As part of a quest to add some solid science fiction to my catalog, I’m working on a story that takes place on and around a planet which is not Earth, yet exists in the same universe as Earth. This planet cannot support humans, but has an ecosystem and atmosphere that supports native life. The humans from Earth wind up there for assorted reasons, and have to eat the native things to survive.
It’s a curious thing, deciding how a planet should work and without using “because magic” to explain the differences. Plants on Earth use chlorophyll, which absorbs red light so you see green (this is, of course, a gross oversimplification).
What if a different planet’s star doesn’t offer red light, or doesn’t offer as much as it does blue light? The plants might evolve differently, and you’d wind up with orange ones thriving. That one small change could ripple through the ecosystem in a zillion tiny ways. Or it might have no real effect whatsoever, because the process that replaced chlorophyll might work exactly the same from the perspective of the things eating it.

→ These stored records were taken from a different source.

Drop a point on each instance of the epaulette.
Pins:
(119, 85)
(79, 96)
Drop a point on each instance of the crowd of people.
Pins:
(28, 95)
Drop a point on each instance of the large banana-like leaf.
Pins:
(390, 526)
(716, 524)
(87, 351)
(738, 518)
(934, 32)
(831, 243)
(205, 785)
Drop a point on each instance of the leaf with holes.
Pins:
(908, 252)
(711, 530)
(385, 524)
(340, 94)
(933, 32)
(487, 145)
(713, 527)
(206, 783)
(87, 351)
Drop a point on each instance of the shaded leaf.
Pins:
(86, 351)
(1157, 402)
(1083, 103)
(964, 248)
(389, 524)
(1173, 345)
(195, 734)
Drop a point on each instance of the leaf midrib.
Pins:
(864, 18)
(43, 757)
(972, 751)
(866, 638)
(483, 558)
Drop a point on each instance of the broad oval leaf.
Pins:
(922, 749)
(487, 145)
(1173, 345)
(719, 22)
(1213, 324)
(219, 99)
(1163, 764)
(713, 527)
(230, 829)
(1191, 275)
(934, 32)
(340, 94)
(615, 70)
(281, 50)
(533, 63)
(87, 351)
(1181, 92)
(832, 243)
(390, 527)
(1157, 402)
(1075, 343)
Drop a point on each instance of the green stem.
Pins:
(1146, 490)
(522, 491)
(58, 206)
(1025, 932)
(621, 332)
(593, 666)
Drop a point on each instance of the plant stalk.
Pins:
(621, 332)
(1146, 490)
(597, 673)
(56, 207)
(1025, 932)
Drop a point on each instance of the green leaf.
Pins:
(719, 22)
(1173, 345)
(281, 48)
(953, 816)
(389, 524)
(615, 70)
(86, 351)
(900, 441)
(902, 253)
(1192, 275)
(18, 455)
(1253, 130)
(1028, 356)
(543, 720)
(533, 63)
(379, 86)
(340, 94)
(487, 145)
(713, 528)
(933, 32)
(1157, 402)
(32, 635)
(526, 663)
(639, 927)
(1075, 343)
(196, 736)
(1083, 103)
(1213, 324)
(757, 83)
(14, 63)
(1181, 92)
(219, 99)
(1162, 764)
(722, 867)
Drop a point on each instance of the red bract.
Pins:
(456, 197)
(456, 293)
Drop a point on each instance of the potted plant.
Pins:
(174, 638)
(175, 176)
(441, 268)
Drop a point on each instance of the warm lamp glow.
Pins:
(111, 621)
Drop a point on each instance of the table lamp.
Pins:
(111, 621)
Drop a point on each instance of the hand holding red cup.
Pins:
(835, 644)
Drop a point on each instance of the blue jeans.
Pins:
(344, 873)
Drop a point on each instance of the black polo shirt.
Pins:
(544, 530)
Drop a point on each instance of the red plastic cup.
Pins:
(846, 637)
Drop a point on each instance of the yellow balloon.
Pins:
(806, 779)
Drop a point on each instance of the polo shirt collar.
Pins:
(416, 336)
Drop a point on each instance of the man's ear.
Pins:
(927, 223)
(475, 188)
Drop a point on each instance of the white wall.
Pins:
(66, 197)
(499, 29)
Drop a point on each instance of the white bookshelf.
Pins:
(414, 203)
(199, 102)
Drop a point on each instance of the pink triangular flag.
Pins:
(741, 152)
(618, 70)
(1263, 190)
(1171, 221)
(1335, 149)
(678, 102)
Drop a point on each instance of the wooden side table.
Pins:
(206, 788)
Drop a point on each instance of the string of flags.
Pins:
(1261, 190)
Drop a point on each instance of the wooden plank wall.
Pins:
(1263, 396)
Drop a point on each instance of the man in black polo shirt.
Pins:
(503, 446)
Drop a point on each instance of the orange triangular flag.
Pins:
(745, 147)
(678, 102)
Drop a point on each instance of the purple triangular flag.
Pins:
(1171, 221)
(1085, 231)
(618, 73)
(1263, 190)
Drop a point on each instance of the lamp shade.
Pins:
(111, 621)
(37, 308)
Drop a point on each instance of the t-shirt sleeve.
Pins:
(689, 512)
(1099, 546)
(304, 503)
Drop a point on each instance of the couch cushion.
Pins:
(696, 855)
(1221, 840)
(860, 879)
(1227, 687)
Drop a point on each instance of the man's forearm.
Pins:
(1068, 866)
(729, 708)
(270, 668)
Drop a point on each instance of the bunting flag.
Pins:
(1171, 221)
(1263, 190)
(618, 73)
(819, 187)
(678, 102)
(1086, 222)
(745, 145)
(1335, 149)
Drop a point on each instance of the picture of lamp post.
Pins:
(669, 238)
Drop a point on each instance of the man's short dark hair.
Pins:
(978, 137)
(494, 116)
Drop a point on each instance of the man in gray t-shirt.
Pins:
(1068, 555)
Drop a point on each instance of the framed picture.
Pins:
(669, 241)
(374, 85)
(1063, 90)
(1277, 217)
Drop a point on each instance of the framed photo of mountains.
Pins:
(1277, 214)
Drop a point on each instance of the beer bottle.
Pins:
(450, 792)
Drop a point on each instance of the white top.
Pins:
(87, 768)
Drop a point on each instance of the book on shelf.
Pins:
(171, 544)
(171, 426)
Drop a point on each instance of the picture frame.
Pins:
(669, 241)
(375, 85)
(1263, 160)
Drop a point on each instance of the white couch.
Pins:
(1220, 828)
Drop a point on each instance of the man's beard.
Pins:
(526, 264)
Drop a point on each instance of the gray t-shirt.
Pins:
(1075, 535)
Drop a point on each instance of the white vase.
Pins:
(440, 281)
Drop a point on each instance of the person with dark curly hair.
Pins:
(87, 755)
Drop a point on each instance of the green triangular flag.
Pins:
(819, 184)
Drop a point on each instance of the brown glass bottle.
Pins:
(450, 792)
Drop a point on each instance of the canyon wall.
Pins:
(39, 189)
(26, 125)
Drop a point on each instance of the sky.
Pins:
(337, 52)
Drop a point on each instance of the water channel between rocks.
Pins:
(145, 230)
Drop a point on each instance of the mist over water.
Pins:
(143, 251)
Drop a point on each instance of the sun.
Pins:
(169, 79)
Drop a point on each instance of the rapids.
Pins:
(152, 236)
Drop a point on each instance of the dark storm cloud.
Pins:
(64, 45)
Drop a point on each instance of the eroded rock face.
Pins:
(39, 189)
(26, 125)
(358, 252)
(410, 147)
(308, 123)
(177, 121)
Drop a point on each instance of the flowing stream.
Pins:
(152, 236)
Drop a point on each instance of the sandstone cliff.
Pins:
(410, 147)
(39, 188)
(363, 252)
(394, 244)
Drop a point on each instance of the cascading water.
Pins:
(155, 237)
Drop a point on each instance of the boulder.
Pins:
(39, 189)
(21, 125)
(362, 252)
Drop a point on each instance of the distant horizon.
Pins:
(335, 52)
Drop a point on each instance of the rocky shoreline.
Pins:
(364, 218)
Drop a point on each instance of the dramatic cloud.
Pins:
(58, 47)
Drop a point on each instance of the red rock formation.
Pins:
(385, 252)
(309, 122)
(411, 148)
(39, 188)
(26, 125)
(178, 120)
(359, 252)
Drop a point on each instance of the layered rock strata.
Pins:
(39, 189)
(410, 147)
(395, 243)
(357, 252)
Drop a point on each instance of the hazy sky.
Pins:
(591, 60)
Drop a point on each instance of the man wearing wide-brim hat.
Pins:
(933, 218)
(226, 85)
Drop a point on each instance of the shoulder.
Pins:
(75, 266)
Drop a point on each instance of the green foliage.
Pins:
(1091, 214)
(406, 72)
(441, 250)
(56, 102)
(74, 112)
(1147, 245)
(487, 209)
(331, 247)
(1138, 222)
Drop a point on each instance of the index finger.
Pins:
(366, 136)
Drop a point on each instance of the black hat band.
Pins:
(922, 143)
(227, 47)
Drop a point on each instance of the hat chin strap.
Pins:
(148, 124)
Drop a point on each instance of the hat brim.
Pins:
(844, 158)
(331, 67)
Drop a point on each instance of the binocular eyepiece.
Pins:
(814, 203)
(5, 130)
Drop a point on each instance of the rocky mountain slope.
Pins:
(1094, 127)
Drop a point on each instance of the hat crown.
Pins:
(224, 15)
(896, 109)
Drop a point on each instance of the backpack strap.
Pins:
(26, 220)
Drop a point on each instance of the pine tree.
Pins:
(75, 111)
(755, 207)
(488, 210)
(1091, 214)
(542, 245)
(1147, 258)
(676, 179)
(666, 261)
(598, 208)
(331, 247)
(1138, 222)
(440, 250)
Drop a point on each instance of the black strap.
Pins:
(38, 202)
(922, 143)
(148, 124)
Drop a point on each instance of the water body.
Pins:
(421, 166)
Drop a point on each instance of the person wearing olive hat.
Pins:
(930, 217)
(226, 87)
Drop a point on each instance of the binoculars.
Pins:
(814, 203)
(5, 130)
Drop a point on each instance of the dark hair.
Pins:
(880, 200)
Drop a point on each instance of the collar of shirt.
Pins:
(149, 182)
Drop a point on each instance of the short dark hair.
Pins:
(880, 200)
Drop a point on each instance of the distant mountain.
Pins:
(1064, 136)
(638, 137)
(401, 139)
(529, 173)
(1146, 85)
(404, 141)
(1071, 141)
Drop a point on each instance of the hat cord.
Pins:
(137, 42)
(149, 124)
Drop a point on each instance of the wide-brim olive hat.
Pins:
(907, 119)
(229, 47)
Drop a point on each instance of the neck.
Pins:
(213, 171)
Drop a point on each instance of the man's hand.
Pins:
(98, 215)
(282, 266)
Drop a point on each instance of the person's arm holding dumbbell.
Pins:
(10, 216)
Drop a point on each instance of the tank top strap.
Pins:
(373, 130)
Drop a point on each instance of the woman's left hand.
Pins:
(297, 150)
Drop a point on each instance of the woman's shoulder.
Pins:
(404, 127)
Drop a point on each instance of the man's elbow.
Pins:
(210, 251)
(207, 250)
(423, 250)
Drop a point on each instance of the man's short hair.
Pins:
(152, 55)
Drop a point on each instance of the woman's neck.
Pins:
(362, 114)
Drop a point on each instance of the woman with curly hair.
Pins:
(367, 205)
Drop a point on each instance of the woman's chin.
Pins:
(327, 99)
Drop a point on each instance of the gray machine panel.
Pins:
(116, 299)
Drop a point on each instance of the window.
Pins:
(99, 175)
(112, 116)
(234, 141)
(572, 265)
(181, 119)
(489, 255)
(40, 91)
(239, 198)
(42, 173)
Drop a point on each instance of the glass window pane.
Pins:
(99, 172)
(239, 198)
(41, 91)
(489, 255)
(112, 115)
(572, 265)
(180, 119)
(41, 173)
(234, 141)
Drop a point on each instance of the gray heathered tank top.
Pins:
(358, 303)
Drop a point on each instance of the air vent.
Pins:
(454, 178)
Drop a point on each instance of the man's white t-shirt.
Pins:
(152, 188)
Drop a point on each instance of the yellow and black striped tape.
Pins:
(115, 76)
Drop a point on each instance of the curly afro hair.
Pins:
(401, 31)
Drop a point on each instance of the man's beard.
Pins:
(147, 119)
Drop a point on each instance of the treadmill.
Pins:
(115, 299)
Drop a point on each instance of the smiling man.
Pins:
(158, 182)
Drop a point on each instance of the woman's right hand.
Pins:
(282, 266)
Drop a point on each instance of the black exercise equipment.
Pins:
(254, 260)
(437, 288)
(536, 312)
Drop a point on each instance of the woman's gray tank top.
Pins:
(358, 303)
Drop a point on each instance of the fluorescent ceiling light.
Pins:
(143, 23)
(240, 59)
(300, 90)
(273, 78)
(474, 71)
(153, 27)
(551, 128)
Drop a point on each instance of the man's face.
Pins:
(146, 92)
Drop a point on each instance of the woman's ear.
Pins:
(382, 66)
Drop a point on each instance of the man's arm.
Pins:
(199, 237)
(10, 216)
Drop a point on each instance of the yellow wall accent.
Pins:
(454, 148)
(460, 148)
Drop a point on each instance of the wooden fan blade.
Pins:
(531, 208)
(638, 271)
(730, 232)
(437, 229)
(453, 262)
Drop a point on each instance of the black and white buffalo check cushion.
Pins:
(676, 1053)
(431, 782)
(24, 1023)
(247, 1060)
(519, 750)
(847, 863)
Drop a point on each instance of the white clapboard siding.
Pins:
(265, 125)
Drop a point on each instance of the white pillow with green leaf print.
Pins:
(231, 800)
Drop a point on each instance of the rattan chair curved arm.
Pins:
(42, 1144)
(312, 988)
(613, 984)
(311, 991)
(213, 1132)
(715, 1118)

How does one decide whether to tinker with the basic assumptions of life, or to leave them alone in the name of having fewer things to point out as specifically different? I’m not concerned about explaining why this aspect is different, because it doesn’t matter. When something doesn’t matter, explanations are unnecessary and annoying.
The question is: Where is the line? At what point does making something strange become a gag or a gimmick, an oddity too far? Sadly, I’m not sure there’s a one-size-fits-all answer. I still intend to pursue it.
I think those questions are the best reason ever to write a scifi tale. Searching for the answers and building the world is an adventure in itself. I will be interested in seeing how this plays out!